Salary Classification Using Census Data
Predict whether an individual earns less than $50k or more using US Census data
Problem Statement - An organization wants to identify people in an available census dataset who earn more than $50k, so that it can target them via emails to solicit funds for a charity.
Note - This project was done as a part of Udacity ML Nanodegree Program.
Exact details of the dataset and the analysis code can be found in this Jupyter Notebook. The aim of this article is to provide a high level overview of the steps taken and the reasons behind them.

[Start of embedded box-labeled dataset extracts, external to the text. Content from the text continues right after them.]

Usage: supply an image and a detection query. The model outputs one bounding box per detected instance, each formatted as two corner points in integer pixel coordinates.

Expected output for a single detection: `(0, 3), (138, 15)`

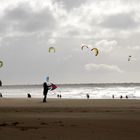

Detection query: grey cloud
(0, 4), (56, 33)
(100, 13), (139, 30)
(56, 0), (87, 10)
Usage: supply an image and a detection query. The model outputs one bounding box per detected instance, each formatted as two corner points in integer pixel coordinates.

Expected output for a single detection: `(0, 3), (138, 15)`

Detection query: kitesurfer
(43, 82), (51, 102)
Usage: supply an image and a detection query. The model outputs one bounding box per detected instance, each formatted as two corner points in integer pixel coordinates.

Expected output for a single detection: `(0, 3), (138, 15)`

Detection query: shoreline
(0, 98), (140, 140)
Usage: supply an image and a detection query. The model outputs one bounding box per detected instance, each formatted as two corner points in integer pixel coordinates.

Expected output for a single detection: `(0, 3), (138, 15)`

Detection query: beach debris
(49, 47), (56, 52)
(27, 93), (31, 98)
(0, 60), (3, 68)
(91, 48), (99, 56)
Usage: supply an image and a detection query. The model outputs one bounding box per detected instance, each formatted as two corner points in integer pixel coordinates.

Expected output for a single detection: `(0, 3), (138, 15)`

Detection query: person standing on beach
(43, 82), (50, 102)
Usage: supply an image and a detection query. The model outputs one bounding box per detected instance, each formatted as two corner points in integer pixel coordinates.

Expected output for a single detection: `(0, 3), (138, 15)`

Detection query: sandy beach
(0, 98), (140, 140)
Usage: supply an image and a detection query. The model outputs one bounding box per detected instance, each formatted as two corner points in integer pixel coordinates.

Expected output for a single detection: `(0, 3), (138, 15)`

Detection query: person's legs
(43, 95), (46, 102)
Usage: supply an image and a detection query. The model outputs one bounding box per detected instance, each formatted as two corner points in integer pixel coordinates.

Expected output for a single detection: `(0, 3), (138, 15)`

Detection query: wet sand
(0, 98), (140, 140)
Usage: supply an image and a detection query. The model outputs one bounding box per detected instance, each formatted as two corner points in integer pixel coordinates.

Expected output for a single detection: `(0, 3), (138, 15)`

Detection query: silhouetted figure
(0, 80), (2, 86)
(0, 93), (2, 98)
(59, 94), (62, 98)
(43, 82), (50, 102)
(112, 94), (115, 99)
(27, 93), (31, 98)
(87, 94), (89, 99)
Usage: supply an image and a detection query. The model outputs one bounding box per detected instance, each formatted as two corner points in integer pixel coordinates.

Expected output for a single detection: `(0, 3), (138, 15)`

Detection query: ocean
(0, 83), (140, 99)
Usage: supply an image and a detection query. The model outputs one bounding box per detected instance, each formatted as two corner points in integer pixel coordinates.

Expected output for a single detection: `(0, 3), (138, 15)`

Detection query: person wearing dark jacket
(43, 82), (51, 102)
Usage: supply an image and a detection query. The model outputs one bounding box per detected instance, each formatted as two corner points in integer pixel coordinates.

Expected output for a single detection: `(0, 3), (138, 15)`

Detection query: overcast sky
(0, 0), (140, 84)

This article complements the information present in the notebook, so you can quickly read the article for main ideas and thoroughly go through the notebook for in-depth treatment of topic.
The project can be divided into 4 major steps -
- Data Exploration
- Data Preprocessing
- Trying different types of classification algorithms
- Evaluating selected models and choosing the best
- Model Tuning (Hyperparameter Optimization)
- Looking at Feature Importance to improve model explanability
- Feature Selection and evaluating performance
The above steps reflect the typical workflow that is being used in a short ML project. Let’s go through each of them briefly in this article. Detailed description can be found in the Jupyter Notebook and/or hyperlinks in the article.
Step 1 - Data Exploration
Aim - Familiarize yourself with the dataset i.e. variables available (their types and distributions), missing values (types and reasons for their presence), identify target & feature variables and check for class imbalance
Process - Use pandas describe()
, isna()
methods, make histograms to check the distribution of numerical variables, value_counts()
method to check distribution of categorical variables
Step 2 - Data Preprocessing
Aim - Many ML algorithms expect data in some format to work. Major preprocessing steps involve(not in order) -
- Dealing with missing data (removing or imputing)
- Outlier Treatment (removing or transforming data)
- Normalizing numerical data
- Encoding of categorical variables (Onehot , Label)
- Split data into test and train
Curious about what should be the order? Read this amazing post.
Process - Pandas and Sklearn provide methods / classes for all of the above (check Jupyter Notebook for implementation)
Step 3 - Trying different types of classification algorithms
Aim - Since sklearn has made our life so simple by providing us with implementations of all the major ML algorithms, we just have to write a few lines of code to try them out for our preprocessed data separated into features and targets.
Process - Write a function to pass the preprocessed data through different algorithms (for example - Logistic Regression, Naive Bayes Classifier, SVM, AdaBoost , Random Forest etc.)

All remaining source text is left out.